En application de l’engagement de cautionnement, M. [S] [O] sera condamné soldairement avec Mme [G] à payer cette indemnité d’occupation dans la limite de 27 000 euros au total en ce compris les loyers au paiement desquels il a déjà été condamné et uniquement pour les sommes dues jusqu’au 11 juin 2025.
Sur les demandes accessoires
Mme [M] [G] et M. [S] [O] qui succombent, supporteront, in solidum les dépens, en application de l’article 696 du code de procédure civile. Les dépens comprendront le cout du commandement de payer du 16 mai 2024 et de sa dénonciation à la caution du 24 mai 2024.

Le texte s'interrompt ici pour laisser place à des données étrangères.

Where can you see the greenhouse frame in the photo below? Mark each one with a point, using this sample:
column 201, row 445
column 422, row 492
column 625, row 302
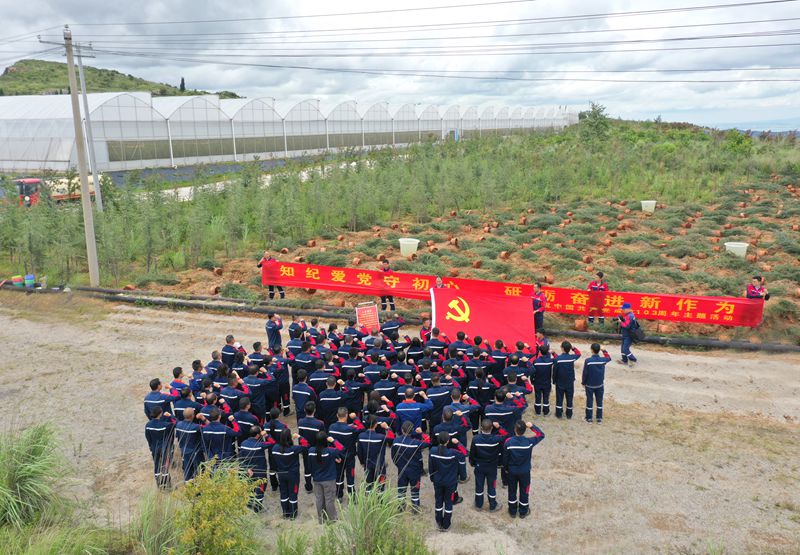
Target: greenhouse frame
column 133, row 130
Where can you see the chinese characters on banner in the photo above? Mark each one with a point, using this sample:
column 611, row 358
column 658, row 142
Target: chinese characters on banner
column 726, row 311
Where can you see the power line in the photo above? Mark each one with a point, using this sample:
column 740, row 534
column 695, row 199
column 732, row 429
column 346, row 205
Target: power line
column 536, row 19
column 256, row 40
column 314, row 16
column 446, row 75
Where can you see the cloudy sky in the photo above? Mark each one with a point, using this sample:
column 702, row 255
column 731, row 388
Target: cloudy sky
column 562, row 52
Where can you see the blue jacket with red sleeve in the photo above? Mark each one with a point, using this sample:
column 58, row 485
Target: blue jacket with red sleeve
column 518, row 449
column 302, row 393
column 444, row 464
column 407, row 453
column 323, row 464
column 347, row 435
column 159, row 433
column 190, row 437
column 413, row 411
column 543, row 371
column 371, row 448
column 286, row 460
column 594, row 370
column 253, row 453
column 487, row 449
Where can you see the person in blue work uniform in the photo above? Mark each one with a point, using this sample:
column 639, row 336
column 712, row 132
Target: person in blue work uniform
column 627, row 327
column 156, row 398
column 407, row 456
column 346, row 432
column 517, row 452
column 593, row 378
column 542, row 380
column 228, row 351
column 323, row 456
column 564, row 378
column 219, row 439
column 539, row 306
column 444, row 462
column 485, row 456
column 160, row 434
column 188, row 432
column 285, row 461
column 387, row 300
column 371, row 451
column 267, row 259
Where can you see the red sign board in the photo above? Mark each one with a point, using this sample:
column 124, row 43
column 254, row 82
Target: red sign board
column 367, row 316
column 726, row 311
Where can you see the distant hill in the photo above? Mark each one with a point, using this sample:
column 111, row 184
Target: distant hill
column 40, row 77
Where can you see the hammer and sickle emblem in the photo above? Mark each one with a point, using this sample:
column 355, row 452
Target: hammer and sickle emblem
column 460, row 310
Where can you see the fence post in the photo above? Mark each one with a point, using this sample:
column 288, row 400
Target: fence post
column 169, row 139
column 233, row 135
column 285, row 142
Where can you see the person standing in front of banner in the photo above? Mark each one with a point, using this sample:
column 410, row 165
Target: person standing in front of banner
column 539, row 306
column 267, row 259
column 387, row 300
column 757, row 289
column 627, row 327
column 593, row 381
column 599, row 284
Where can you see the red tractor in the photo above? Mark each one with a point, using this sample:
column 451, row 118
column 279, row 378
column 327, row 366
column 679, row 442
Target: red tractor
column 28, row 190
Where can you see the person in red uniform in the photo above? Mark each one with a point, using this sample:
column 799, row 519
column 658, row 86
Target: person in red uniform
column 387, row 299
column 757, row 289
column 267, row 259
column 598, row 284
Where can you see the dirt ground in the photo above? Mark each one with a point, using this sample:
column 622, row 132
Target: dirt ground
column 699, row 453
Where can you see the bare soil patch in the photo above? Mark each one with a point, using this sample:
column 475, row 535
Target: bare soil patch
column 698, row 451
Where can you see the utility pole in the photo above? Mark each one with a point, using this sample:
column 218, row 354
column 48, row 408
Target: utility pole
column 80, row 147
column 98, row 197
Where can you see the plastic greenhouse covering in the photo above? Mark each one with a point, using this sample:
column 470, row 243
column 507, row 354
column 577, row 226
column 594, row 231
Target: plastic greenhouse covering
column 136, row 130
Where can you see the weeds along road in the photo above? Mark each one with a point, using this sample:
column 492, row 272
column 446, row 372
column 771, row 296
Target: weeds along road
column 697, row 453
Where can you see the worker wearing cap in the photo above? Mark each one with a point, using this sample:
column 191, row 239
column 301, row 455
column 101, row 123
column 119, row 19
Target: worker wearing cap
column 627, row 325
column 599, row 284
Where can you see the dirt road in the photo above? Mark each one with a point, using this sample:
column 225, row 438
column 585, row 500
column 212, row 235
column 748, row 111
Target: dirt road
column 699, row 452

Il serait inéquitable de laisser à la charge de M. [N] [F], les frais exposés par lui dans la présente instance et non compris dans les dépens. La somme de 500 euros lui sera donc allouée au titre de l’article 700 du code de procédure civile que les défendeurs seront condamnés à lui payer in solidum.

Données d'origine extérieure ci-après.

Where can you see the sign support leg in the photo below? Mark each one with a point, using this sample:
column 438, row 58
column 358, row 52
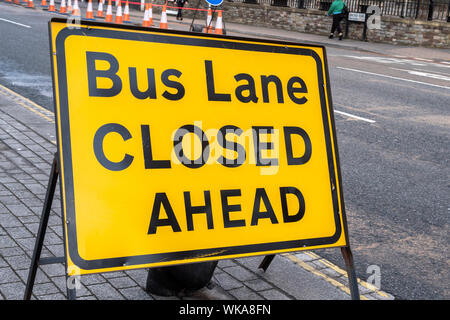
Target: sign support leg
column 266, row 262
column 42, row 229
column 352, row 280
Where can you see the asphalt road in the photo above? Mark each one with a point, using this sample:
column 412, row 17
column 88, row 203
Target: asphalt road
column 392, row 118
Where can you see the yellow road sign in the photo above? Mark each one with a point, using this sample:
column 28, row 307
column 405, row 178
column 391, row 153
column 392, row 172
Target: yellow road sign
column 178, row 147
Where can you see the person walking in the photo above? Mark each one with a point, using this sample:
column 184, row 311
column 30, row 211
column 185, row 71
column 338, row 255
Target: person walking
column 180, row 5
column 337, row 9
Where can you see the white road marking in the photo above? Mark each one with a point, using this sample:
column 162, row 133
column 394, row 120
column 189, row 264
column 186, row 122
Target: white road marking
column 395, row 78
column 413, row 62
column 16, row 23
column 422, row 59
column 353, row 116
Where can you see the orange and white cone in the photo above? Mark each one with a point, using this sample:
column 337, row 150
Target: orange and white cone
column 51, row 6
column 150, row 15
column 89, row 11
column 209, row 21
column 108, row 17
column 62, row 7
column 119, row 16
column 163, row 21
column 100, row 10
column 126, row 13
column 76, row 9
column 146, row 20
column 219, row 24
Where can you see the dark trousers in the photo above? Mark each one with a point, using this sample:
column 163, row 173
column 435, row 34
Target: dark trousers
column 337, row 23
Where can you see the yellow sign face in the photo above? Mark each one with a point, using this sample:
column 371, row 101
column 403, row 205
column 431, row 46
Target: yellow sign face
column 179, row 147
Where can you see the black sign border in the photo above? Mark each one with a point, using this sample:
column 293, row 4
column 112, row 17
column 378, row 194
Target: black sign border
column 207, row 40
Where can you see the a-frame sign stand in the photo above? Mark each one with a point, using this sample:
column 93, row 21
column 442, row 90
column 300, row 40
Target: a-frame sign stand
column 348, row 259
column 36, row 259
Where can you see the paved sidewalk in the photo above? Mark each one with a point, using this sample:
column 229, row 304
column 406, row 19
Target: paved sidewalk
column 27, row 145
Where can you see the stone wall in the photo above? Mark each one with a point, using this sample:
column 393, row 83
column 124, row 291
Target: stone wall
column 393, row 30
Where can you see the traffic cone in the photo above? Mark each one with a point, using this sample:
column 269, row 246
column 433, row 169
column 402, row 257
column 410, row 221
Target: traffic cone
column 146, row 20
column 126, row 13
column 108, row 17
column 219, row 24
column 209, row 21
column 100, row 10
column 89, row 11
column 51, row 6
column 119, row 17
column 76, row 9
column 62, row 7
column 163, row 21
column 150, row 15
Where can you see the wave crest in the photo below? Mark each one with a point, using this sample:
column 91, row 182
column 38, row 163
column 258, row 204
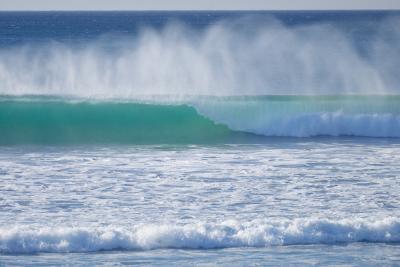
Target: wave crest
column 227, row 234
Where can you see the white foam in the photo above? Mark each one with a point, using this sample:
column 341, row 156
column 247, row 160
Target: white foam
column 319, row 124
column 227, row 234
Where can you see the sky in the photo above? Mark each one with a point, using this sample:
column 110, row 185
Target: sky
column 197, row 4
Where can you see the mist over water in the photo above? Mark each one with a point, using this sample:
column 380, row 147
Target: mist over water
column 244, row 56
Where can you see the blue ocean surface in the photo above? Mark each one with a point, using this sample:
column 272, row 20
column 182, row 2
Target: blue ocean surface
column 200, row 138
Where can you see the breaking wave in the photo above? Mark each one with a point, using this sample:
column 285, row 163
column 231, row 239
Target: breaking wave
column 227, row 234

La présente décision est exécutoire à titre provisoire, conformément à l’article 514 du code de procédure civile.
PAR CES MOTIFS
Le juge des contentieux de la protection, statuant en référé, par ordonnance réputée contradictoire et en premier ressort,
Au principal, renvoie les parties à se pourvoir ainsi qu’il leur appartiendra et dès à présent, vu l’urgence,
Déclare recevable la demande de M. [N] [F] aux fins de constat de l’acquisition de la clause résolutoire,
Constate que les conditions d’acquisition de la clause résolutoire figurant au bail du 12 juin 2023, entre M. [N] [F] et Mme [M] [G] concernant le local à usage d’habitation situé [Adresse 6], sont réunies à la date du 17 juillet 2024,
Constate la résiliation du bail à compter de cette date,
Condamne solidairement Mme [M] [G] et M. [S] [O] à payer à M. [N] [F] la somme provisionnelle 8 087,45 euros au titre de l’arriéré locatif arrêté au 2 décembre 2024, échéance de décembre 2024 incluse, avec intérêts au taux légal à compter du 29 juillet 2024, date de l’assignation, à hauteur de 4 565 euros et à compter de la signification de la présente ordonnance pour le surplus,
Ordonne, à défaut de départ volontaire, l’expulsion du local d’habitation situé [Adresse 6], de Mme [M] [G] ainsi que de tout occupant de son chef, dans un délai de deux mois à compter de la signification d’un commandement d’avoir à libérer les lieux, avec le concours de la force publique et l’assistance d’un serrurier si besoin est, ainsi que le transport des meubles laissés dans les lieux loués, conformément aux dispositions des articles L433-1 et L433-2 du code des procédures civiles d’exécution,
Rejette la demande visant à voir dire que les meubles sont remisés en garantie de toute somme qui pourrait être due,
Fixe le montant de l’indemnité d’occupation mensuelle due par Mme [M] [G] à compter du 17 juillet 2024, date de la résiliation du bail, et jusqu’à la libération définitive des lieux manifestée par la remise des clés, à une somme égale au montant mensuel du loyer indexé et des charges qui auraient été dus si le bail s’était poursuivi,
Condamne par provision Mme [M] [G] à payer à M. [N] [F] l’indemnité d’occupation mensuelle à compter du 17 juillet 2024, et jusqu’à complète libération des lieux manifestée par la remise des clés, déduction faite des sommes déjà versés, le tout justifié au stade de l’exécution,
Condamne M. [S] [O] à payer solidairement à M. [N] [F] avec Mme [M] [G] l’indemnité d’occupation due en raison de l’occupation sans droit ni titre de cette dernière dans la limite de 27 000 euros en ce compris les loyers au paiement desquels il a déjà été condamné et uniquement pour les sommes dues jusqu’au 11 juin 2025,
Condamne in solidum Mme [M] [G] et M. [S] [O] au paiement des entiers dépens de la procédure, qui comprendront le cout du commandement de payer du 16 mai 2024 et de sa dénonciation à la caution du 24 mai 2024,
Condamne in solidum Mme [M] [G] et M. [S] [O] payer à M. [N] [F] une somme de 500 euros au titre de l’article 700 du code de procédure civile,
Rappelle que la présente ordonnance est de plein droit exécutoire à titre provisoire,
Ainsi ordonné et mis à disposition au greffe le 10 janvier 2025.